A polymorphic variant of the phosphatase PTPN22 has been associated with increased risk for multiple autoimmune diseases. The risk allele is thought to function by diminishing antigen-receptor signals responsible for negative selection of autoreactive lymphocytes. We now show that PTPN22 is markedly overexpressed in chronic lymphocytic leukemia (CLL), a common malignancy of autoreactive B lymphocytes. We also show that overexpression of PTPN22 significantly inhibits antigen-induced apoptosis of primary CLL cells by blocking B-cell receptor (BCR) signaling pathways that negatively regulate lymphocyte survival.

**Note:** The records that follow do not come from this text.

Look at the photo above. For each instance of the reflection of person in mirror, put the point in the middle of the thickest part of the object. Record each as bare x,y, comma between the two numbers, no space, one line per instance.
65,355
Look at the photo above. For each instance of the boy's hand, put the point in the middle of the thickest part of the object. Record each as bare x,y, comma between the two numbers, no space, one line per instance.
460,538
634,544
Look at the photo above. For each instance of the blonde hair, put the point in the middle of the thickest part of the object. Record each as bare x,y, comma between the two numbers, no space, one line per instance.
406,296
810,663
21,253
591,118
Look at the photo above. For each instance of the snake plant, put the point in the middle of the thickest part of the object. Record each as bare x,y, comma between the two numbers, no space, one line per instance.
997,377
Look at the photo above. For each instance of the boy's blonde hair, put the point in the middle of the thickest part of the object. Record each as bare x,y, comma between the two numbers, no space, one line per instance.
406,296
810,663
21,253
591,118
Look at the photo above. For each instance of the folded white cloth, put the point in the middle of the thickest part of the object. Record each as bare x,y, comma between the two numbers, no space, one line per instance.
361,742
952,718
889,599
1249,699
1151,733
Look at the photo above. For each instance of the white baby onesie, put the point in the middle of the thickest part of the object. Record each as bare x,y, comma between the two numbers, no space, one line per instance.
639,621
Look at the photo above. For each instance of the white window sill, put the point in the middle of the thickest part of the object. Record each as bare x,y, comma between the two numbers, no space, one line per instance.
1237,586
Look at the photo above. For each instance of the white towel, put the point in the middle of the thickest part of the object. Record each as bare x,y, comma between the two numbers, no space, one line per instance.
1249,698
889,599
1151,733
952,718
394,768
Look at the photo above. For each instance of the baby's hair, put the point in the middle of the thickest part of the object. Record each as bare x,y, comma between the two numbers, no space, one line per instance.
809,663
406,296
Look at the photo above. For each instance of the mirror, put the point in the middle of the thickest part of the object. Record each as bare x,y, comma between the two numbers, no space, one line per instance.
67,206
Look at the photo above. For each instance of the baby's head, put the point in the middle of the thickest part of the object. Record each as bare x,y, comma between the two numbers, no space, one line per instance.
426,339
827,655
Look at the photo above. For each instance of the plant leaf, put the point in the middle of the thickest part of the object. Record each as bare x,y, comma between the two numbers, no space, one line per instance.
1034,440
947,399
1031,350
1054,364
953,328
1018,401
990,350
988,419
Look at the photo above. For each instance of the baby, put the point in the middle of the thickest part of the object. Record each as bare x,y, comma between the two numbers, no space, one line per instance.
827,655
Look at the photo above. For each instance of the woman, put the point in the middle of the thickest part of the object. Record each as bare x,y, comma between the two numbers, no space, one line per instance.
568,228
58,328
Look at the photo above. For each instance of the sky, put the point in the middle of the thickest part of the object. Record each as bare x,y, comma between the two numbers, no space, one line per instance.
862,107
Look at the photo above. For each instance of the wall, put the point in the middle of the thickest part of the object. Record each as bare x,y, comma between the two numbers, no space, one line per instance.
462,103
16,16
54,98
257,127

More importantly, we show that PTPN22 positively regulates the antiapoptotic AKT kinase, which provides a powerful survival signal to antigen-stimulated CLL cells. This selective uncoupling of AKT from other downstream BCR signaling pathways is a result of inhibition of a negative regulatory circuit involving LYN, CD22, and SHIP. Finally, we show that PTPN22 can be effectively down-regulated by the PKC inhibitors ruboxistaurin and sotrastaurin, resulting in enhanced killing of CLL cells exposed to proapoptotic BCR stimuli. Collectively, these data suggest that PTPN22 overexpression represents a protective mechanism that allows autoantigen-activated CLL cells to escape from negative selection and indicate that this mechanism could be exploited for therapeutic purposes by targeting PTPN22 with PKC inhibitors.